To ensure these initiatives have a clear path forward, Bright Path encourages FDA to modernize approval pathways for continuous manufacturing, including merging the advanced review concepts already applied to New Drug Applications (NDAs) with the Abbreviated New Drug Application (ANDA) review process. Doing so would help ensure that the regulatory framework supports, rather than delays, the domestic manufacturing capacity that both the tariffs and these proposed investments are designed to create.
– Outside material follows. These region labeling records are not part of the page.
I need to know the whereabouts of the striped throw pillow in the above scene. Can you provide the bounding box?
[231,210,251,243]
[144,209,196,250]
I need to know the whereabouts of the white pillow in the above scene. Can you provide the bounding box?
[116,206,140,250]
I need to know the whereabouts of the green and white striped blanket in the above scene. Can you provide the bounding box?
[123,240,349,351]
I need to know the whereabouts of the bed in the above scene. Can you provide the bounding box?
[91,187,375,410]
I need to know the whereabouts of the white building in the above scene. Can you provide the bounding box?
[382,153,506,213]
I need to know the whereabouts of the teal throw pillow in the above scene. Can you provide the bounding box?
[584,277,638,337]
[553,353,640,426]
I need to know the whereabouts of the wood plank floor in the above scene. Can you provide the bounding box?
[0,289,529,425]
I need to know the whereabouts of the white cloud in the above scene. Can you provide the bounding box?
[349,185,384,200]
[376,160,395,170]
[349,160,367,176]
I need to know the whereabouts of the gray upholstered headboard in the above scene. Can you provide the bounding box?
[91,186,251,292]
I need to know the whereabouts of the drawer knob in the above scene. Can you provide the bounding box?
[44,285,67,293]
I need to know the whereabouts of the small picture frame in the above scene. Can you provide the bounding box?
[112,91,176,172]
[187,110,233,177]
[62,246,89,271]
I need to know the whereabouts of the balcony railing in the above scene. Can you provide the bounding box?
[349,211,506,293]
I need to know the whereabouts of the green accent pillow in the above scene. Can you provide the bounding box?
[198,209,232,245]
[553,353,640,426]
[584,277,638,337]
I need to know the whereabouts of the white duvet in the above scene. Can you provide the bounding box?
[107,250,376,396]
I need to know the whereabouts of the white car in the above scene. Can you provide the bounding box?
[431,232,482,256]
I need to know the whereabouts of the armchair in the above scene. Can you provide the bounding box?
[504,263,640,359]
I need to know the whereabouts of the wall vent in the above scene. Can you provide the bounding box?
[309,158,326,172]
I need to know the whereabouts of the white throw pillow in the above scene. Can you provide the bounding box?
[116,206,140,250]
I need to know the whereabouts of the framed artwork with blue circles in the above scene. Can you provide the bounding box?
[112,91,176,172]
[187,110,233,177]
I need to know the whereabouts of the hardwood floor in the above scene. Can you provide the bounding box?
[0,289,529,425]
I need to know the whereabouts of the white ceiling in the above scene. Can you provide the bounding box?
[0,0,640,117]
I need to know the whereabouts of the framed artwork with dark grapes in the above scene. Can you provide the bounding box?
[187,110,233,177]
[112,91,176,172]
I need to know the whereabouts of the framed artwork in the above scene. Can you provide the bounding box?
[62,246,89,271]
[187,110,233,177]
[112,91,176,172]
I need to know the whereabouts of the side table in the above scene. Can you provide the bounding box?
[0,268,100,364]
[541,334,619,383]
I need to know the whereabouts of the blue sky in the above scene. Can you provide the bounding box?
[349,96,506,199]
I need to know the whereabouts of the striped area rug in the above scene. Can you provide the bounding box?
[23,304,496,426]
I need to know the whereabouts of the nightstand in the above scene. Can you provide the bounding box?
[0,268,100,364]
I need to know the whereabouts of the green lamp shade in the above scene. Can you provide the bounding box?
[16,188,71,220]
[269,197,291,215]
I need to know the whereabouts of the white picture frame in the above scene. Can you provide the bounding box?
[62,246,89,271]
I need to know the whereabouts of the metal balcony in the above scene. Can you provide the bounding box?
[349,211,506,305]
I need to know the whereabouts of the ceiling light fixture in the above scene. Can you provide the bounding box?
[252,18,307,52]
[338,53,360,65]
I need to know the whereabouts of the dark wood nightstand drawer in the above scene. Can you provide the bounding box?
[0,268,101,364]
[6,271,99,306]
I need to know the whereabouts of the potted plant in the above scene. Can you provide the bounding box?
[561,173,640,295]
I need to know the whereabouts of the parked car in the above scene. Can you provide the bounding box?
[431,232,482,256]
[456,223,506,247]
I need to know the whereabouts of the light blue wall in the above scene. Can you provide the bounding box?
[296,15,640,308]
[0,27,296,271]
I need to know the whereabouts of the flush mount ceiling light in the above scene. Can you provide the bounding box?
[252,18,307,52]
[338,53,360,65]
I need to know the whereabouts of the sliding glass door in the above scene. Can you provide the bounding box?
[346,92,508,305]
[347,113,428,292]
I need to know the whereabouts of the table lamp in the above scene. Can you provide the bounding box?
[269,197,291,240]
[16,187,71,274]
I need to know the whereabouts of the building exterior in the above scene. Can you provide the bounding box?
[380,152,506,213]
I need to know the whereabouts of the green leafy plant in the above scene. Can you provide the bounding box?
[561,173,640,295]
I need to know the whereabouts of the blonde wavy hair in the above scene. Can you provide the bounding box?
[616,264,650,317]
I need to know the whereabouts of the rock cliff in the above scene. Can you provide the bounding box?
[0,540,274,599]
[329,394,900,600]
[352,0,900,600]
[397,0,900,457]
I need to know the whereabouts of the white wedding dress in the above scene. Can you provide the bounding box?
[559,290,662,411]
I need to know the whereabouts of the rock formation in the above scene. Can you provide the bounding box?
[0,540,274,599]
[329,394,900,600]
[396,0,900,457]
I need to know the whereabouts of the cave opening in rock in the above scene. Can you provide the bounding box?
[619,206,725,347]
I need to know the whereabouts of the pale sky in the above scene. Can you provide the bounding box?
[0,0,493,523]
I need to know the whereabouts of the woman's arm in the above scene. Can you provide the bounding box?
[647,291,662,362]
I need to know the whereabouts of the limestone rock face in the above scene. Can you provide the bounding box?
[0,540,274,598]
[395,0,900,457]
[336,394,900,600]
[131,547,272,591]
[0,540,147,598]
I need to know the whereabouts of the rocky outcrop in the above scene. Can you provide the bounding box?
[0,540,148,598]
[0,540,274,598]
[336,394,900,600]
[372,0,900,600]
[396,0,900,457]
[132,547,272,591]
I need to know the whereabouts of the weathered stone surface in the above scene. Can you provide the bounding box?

"The technology is ready. The agencies need the resources to keep pace with it," Quiñones said. "We encourage Congress to follow the President's lead and make these funds available. Every month that passes without adequate investment in advanced manufacturing and modernized regulatory pathways is another month that American patients remain dependent on foreign supply chains for medicines they cannot go without."
About Bright Path
Bright Path's manufacturing platform uses the company's patented Spinning Tube-in-Tube (STT®) continuous flow reactor technology, which the company designs, fabricates, and assembles entirely in-house. Bright Path is a direct recipient and partner of the Defense Advanced Research Projects Agency (DARPA), which selected the company for its EQUIP-A-Pharma program to advance domestic pharmaceutical manufacturing capability. The platform has been validated through that program, under which Bright Path has achieved all contract milestones across three successive awards. The company has filed Abbreviated New Drug Applications (ANDAs) with the FDA for lidocaine and carboplatin, two essential hospital medicines that appear on the FDA drug shortage list.